Cerebral Palsy Cure Project

Our mission is to drive towards a cure for the chronic phase of cerebral palsy (CP).

Despite years of  research by scientists worldwide, doctors still send parents home with the statement, “there is no cure for cerebral palsy”.

BRIGHT’s Cerebral Palsy Cure Project is helping scientists break that paradigm.  Our ultimate goal is to use the Scientific and perhaps even more so, the Engineering process, to produce workable treatments that reverse the debilitating effects of cerebral palsy.  Although our focus is on the chronic phase of CP, we are also helping scientists to develop safer, more effective acute treatments and to create new methods for diagnosing CP earlier.

Background & History:

The BRIGHT Foundation, was founded in 2002 by Matt Palaszynski, the father of a child who suffered an HIE brain injury at birth that led to CP.  BRIGHT has two focus areas:  Care for CP and Cure for CP.  BRIGHT began with an e-mail distribution list in 2001 which quickly grew to several hundred parents exchanging information and supporting each other.

Matt’s educational and professional background led him to take a process focused problem solving approach to BRIGHT’s mission.  Soon BRIGHT had recruited a diverse group of scientists, doctors, computer scientists, and engineers to act as the Scientific Advisory Panel.

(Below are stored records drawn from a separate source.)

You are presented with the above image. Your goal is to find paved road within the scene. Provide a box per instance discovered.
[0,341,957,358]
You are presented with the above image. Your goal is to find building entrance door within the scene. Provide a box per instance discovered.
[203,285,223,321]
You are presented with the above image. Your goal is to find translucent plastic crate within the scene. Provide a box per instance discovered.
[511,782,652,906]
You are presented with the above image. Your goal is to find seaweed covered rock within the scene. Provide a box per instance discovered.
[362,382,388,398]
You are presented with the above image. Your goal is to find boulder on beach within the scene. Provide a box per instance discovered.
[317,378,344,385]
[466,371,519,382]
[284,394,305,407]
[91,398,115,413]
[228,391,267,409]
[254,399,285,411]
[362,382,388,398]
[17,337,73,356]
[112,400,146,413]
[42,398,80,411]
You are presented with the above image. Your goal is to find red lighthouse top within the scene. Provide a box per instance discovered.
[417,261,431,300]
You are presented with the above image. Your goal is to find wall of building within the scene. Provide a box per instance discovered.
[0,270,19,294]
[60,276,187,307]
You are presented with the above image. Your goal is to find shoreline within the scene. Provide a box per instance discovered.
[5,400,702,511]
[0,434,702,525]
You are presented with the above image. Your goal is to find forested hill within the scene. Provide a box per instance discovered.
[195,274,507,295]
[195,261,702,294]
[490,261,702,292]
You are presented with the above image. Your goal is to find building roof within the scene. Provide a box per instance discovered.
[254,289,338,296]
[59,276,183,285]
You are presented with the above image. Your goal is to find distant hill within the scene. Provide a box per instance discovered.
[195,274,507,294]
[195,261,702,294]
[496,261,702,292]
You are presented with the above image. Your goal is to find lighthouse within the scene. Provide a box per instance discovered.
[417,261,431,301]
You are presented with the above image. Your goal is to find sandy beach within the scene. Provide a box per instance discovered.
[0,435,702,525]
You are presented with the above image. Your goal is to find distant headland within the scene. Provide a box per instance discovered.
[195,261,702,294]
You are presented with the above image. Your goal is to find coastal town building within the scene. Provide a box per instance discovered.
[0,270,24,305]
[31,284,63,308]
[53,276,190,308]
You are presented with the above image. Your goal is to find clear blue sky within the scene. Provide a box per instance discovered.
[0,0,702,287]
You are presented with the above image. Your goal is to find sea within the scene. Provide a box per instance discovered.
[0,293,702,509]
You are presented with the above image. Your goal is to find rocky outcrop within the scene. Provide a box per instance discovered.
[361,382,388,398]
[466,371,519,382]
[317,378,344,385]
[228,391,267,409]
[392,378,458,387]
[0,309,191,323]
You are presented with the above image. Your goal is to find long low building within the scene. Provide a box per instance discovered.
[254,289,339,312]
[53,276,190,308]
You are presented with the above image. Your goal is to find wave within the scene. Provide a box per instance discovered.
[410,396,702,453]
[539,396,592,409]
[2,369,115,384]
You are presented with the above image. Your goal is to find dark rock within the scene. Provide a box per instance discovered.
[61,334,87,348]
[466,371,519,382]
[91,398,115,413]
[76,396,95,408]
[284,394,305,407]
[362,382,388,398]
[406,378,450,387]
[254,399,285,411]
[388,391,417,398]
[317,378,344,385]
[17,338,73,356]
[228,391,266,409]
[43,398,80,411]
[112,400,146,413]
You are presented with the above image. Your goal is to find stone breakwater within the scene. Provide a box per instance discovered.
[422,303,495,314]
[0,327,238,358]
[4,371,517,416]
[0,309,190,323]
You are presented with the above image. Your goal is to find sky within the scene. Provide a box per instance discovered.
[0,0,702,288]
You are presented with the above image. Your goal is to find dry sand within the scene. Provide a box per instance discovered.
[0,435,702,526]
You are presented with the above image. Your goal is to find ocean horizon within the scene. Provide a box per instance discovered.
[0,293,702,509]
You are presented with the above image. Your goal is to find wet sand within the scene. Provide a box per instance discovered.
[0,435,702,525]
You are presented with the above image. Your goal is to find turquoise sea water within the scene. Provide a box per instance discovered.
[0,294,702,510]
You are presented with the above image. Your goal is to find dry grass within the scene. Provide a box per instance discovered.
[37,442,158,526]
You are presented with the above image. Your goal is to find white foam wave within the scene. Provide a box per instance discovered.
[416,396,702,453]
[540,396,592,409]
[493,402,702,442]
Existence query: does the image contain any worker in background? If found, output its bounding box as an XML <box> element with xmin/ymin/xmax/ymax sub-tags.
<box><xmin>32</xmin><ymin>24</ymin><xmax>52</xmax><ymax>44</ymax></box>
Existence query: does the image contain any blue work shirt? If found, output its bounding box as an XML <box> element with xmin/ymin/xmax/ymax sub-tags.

Our first Scientific Symposium was a modest affair held in San Francisco, CA at the site of the 2004 American Academy of Neurology/Society Of Neuroscience Meeting.  Here members of the Scientific Advisory Panel meet and discussed focus areas most likely to yield the fastest advanced in CP treatment.

We have taken a data driven approach.  We launched the BRIGHT CP Survey, which was a modest attempt to gather information from our members about the causes of CP in their children, the treatments they have undergone, and the progress that has been seen.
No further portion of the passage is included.